ORCID number: Si-Qi Li (0009-0009-4222-716X).
Author contributions: Li SQ designed the study and drafted the manuscript; all authors contributed to revising and proofreading the manuscript.
Supported by 2021 Shenyang Science and Technology Program-Public Health R&D Special Project (Joint Project) of Shenyang Municipal Science and Technology Bureau, No. 21-174-9-04.
Conflict-of-interest statement: There is no conflict of interest to disclose.
Open-Access: This article is an open-access article that was selected by an in-house editor and fully peer-reviewed by external reviewers. It is distributed in accordance with the Creative Commons Attribution NonCommercial (CC BY-NC 4.0) license, which permits others to distribute, remix, adapt, build upon this work non-commercially, and license their derivative works on different terms, provided the original work is properly cited and the use is non-commercial. See: https://creativecommons.org/Licenses/by-nc/4.0/
Corresponding author: Si-Qi Li, MD, Chief Physician, Second Department of Cardiology, The Affiliated Hospital of Liaoning University of Traditional Chinese Medicine, No. 33 Beiling Street, Huanggu District, Shenyang 110000, Liaoning Province, China. pangdun66@163.com
Received: May 23, 2024
Revised: July 2, 2024
Accepted: July 4, 2024
Published online: July 26, 2024
Processing time: 62 Days and 5.4 Hours

Abstract
BACKGROUND

Chronic heart failure is a complex clinical syndrome. The Chinese herbal compound preparation Jianpi Huatan Quyu recipe has been used to treat chronic heart failure; however, the underlying molecular mechanism is still not clear.

AIM

To identify the effective active ingredients of Jianpi Huatan Quyu recipe and explore its molecular mechanism in the treatment of chronic heart failure.

METHODS

The effective active ingredients of eight herbs composing Jianpi Huatan Quyu recipe were identified using the Traditional Chinese Medicine Systems Pharmacology Database and Analysis Platform. The target genes of chronic heart failure were searched in the Genecards database. The target proteins of active ingredients were mapped to chronic heart failure target genes to obtain the common drug-disease targets, which were then used to construct a key chemical component-target network using Cytoscape 3.7.2 software.
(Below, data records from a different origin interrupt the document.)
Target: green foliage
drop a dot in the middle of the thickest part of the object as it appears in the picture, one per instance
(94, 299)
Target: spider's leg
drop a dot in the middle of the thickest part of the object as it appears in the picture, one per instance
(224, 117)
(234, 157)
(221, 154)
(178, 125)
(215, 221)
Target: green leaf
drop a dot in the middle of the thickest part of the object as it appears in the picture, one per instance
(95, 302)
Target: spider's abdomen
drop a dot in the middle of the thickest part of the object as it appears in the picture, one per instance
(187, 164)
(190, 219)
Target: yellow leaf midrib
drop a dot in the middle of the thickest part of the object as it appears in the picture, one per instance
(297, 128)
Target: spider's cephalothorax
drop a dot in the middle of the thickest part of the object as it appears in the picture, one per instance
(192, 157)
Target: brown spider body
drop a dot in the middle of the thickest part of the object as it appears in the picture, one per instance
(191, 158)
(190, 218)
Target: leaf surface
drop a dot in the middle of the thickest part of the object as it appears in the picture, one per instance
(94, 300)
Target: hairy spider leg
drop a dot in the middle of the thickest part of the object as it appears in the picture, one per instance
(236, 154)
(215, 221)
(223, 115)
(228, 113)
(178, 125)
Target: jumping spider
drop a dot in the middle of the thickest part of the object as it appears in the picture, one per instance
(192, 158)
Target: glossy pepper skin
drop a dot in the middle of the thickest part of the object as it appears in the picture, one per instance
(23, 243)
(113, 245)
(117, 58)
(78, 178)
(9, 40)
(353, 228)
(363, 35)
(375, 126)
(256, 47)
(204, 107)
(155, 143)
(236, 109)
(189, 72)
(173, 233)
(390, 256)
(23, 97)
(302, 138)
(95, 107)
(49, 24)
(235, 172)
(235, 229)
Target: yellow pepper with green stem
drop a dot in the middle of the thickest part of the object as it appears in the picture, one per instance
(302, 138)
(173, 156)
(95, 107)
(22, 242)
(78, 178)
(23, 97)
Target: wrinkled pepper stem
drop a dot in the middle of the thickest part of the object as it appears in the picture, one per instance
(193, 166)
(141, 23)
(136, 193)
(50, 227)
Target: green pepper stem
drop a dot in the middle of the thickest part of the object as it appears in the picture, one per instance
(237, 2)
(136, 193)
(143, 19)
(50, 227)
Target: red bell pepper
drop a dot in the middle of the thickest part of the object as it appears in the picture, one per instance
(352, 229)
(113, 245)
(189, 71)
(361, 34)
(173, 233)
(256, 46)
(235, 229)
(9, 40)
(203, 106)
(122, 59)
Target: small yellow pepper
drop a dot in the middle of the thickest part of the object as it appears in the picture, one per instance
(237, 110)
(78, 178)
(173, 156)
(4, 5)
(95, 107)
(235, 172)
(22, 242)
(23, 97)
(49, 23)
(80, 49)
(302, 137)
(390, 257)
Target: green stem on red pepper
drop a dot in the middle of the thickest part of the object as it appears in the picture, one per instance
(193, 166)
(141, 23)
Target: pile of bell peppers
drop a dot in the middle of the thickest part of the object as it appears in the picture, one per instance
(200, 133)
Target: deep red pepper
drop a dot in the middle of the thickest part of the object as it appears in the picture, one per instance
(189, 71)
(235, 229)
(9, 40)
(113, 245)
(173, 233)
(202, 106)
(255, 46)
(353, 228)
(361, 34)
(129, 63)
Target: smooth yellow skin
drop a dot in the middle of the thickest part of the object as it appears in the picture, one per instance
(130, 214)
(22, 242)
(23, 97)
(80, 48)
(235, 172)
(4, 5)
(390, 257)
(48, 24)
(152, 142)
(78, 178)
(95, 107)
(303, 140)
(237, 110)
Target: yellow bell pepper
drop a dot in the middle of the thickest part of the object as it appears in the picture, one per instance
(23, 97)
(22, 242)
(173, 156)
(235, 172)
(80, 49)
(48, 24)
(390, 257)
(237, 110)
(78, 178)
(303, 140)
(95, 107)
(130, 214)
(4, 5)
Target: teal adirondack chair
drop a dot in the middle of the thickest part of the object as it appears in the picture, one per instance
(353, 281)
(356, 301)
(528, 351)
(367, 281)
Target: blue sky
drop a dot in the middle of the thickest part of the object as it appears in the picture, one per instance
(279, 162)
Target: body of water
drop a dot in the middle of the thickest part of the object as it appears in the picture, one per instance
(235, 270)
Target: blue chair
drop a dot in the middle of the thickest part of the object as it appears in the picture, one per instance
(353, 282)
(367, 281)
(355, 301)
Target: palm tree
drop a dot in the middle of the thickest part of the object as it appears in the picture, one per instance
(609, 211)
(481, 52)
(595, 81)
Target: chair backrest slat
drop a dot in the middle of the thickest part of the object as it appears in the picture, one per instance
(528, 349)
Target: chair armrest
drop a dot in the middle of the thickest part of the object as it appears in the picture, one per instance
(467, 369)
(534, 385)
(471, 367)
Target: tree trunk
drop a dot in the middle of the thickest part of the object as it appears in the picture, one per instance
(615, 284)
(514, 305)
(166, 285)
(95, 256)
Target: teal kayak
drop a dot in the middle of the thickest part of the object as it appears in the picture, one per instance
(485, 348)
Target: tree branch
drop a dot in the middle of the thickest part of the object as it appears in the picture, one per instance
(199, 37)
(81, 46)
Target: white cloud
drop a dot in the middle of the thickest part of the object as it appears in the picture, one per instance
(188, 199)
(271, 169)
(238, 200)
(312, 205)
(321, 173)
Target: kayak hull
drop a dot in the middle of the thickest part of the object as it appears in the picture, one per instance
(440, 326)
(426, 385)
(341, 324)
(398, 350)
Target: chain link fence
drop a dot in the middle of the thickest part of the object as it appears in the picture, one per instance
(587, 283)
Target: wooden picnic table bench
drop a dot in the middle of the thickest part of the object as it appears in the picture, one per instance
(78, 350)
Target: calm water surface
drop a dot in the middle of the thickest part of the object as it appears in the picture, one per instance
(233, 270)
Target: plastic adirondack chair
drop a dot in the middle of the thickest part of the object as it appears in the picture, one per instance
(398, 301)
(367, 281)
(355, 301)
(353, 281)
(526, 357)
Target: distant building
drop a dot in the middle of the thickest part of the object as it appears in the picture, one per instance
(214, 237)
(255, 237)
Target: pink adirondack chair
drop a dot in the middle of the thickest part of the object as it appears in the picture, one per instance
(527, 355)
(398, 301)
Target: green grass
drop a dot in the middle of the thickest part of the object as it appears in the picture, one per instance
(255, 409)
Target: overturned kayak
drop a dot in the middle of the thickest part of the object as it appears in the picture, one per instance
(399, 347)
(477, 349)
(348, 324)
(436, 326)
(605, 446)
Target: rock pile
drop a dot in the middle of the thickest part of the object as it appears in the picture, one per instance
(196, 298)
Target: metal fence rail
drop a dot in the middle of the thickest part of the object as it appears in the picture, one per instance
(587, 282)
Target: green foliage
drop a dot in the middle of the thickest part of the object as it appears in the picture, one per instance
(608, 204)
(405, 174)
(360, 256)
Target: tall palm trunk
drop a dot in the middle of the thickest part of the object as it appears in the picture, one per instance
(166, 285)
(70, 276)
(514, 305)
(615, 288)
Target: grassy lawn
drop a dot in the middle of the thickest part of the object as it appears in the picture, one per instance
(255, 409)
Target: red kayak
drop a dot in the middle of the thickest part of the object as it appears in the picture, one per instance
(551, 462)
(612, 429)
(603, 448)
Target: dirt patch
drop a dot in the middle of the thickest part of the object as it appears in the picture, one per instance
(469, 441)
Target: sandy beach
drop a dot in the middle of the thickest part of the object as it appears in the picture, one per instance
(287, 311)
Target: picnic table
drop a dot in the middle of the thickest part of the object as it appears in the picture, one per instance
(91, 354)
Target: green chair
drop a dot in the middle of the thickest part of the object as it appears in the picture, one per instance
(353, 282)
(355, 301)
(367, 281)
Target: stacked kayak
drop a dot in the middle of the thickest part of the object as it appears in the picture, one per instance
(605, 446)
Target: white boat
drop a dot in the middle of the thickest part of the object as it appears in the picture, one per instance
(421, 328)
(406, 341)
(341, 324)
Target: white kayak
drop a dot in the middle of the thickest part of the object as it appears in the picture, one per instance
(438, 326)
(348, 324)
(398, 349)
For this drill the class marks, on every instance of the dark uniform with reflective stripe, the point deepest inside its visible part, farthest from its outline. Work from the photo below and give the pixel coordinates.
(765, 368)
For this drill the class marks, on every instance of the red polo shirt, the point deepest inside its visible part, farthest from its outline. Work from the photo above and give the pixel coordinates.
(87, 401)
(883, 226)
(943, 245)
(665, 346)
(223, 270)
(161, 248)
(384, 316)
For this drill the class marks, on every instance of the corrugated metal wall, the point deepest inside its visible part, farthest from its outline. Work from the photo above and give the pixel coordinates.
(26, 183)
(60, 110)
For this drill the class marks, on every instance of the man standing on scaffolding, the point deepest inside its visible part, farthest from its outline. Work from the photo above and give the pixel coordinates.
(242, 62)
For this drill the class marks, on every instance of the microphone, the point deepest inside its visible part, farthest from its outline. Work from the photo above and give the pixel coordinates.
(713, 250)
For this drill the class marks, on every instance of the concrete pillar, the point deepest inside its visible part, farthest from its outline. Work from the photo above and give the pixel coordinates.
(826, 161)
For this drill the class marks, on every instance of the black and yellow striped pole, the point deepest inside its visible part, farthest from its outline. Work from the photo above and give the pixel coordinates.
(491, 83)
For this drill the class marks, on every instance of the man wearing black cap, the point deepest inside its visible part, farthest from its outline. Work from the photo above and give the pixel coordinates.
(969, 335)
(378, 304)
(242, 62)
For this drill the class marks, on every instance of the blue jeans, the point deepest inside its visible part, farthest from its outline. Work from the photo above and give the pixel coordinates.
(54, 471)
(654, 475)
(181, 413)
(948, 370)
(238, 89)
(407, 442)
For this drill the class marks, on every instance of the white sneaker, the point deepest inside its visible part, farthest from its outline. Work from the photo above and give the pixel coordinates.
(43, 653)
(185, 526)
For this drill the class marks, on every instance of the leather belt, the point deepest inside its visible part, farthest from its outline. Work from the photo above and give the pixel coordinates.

The protein-protein interaction network was constructed using the String database. Gene Ontology and Kyoto Encyclopedia of Genes and Genomes enrichment analyses were performed through the Metascape database. Finally, our previously published relevant articles were searched to verify the results obtained via network pharmacology.

RESULTS

A total of 227 effective active ingredients for Jianpi Huatan Quyu recipe were identified, of which quercetin, kaempferol, 7-methoxy-2-methyl isoflavone, formononetin, and isorhamnetin may be key active ingredients and involved in the therapeutic effects of TCM by acting on STAT3, MAPK3, AKT1, JUN, MAPK1, TP53, TNF, HSP90AA1, p65, MAPK8, MAPK14, IL6, EGFR, EDN1, FOS, and other proteins. The pathways identified by KEGG enrichment analysis include pathways in cancer, IL-17 signaling pathway, PI3K-Akt signaling pathway, HIF-1 signaling pathway, calcium signaling pathway, cAMP signaling pathway, NF-kappaB signaling pathway, AMPK signaling pathway, etc. Previous studies on Jianpi Huatan Quyu recipe suggested that this Chinese compound preparation can regulate the TNF-α, IL-6, MAPK, cAMP, and AMPK pathways to affect the mitochondrial structure of myocardial cells, oxidative stress, and energy metabolism, thus achieving the therapeutic effects on chronic heart failure.

CONCLUSION

The Chinese medicine compound preparation Jianpi Huatan Quyu recipe exerts therapeutic effects on chronic heart failure possibly by influencing the mitochondrial structure of cardiomyocytes, oxidative stress, energy metabolism, and other processes. Future studies are warranted to investigate the role of the IL-17 signaling pathway, PI3K-Akt signaling pathway, HIF-1 signaling pathway, and other pathways in mediating the therapeutic effects of Jianpi Huatan Quyu recipe on chronic heart failure.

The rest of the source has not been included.